Nous avons présenté dans le chapitre 2 un panorama non-exhaustif des méthodes de détection de la variable responsable d'une situation hors-contrôle dans le cas multivarié. Nous avons analysé les avantages et les inconvénients de ces méthodes dans le paragraphe 2.4.

Dans ce chapitre nous proposons une nouvelle méthodologie pour la détection de la source d'un déréglage dans un processus multivarié. Notre méthode repose principalement sur l'utilisation de l'analyse discriminante (AD) et du filtrage numérique de signal (FN). Par conséquent, nous aborderons au début de ce chapitre quelques notions de base concernant l'analyse discriminante. Les deux principaux aspects théoriques de la méthode, l'aspect descriptif et l'aspect décisionnel, seront exposés. Quelques remarques concernant les caractéristiques qualitatives des règles de classement seront énoncées.

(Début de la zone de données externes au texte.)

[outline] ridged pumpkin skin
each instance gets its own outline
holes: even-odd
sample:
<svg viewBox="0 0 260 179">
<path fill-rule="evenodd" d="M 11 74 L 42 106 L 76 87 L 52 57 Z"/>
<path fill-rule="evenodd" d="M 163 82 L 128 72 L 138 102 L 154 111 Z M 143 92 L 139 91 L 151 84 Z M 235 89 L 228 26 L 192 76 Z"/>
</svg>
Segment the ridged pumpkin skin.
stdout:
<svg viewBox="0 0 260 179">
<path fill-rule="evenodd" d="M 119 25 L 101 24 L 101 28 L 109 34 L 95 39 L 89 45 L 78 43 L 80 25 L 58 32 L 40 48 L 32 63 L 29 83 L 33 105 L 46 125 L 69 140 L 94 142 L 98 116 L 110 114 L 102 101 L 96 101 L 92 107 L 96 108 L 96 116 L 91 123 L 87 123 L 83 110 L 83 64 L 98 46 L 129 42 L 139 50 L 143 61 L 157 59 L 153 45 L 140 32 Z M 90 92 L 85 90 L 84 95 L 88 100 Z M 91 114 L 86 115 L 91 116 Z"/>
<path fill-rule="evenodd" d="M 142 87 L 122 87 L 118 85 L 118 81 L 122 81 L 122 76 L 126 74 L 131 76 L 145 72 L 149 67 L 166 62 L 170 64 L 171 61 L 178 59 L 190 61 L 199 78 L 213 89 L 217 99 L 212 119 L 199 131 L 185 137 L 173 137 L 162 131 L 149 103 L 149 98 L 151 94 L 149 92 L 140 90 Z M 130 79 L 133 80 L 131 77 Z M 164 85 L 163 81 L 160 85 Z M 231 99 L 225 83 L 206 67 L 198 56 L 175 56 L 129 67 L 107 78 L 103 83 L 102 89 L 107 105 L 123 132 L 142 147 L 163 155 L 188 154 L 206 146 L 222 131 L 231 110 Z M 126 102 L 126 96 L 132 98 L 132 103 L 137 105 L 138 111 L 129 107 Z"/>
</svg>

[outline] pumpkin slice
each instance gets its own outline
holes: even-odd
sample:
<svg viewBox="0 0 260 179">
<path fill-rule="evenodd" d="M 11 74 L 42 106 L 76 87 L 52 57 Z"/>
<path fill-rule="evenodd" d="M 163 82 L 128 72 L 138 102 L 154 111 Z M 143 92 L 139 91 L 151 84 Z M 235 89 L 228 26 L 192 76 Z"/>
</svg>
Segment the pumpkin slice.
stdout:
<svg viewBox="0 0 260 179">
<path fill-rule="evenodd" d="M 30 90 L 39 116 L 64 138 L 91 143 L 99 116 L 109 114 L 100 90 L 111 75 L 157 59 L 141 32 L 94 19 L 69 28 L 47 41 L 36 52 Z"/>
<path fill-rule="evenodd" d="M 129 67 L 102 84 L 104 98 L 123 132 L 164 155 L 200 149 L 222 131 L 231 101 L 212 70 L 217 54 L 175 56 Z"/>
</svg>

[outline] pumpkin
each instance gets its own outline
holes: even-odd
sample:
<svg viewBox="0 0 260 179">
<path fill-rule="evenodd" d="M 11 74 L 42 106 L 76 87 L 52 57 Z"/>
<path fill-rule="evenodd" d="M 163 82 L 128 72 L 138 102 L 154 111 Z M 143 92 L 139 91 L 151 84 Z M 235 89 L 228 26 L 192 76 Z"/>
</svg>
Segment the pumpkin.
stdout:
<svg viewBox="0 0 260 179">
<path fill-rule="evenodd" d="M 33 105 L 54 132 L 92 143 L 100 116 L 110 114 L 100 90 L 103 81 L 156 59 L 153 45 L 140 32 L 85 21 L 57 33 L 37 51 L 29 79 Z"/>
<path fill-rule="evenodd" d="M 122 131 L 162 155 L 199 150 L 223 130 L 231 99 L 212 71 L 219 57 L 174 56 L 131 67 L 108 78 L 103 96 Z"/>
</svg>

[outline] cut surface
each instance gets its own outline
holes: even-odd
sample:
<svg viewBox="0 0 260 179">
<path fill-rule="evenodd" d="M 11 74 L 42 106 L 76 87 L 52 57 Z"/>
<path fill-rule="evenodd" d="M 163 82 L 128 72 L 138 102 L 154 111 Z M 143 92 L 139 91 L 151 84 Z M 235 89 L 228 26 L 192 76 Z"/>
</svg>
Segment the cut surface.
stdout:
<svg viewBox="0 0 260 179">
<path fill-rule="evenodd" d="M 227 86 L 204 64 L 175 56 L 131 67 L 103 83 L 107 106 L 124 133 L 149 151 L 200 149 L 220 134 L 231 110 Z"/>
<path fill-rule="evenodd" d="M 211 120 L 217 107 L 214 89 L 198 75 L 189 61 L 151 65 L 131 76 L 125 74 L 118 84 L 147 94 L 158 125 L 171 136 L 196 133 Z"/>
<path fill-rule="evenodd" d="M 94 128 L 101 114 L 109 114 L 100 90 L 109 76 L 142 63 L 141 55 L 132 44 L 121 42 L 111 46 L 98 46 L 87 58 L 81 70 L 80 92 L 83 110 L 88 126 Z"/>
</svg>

Dans le deuxième paragraphe de ce chapitre, nous allons donner une définition du signal numérique et du filtre numérique de signal. Ensuite, nous allons passer en revue les différents types de filtres numérique et nous allons préciser les équations récurrentes qui les caractérisent. Finalement, dans le dernier paragraphe, nous allons donner une description détaillée de la méthodologie de contrôle FNAD (Filtrage Numérique et Analyse Discriminante) et un exemple d'application pratique basé sur des données simulées sera analysé.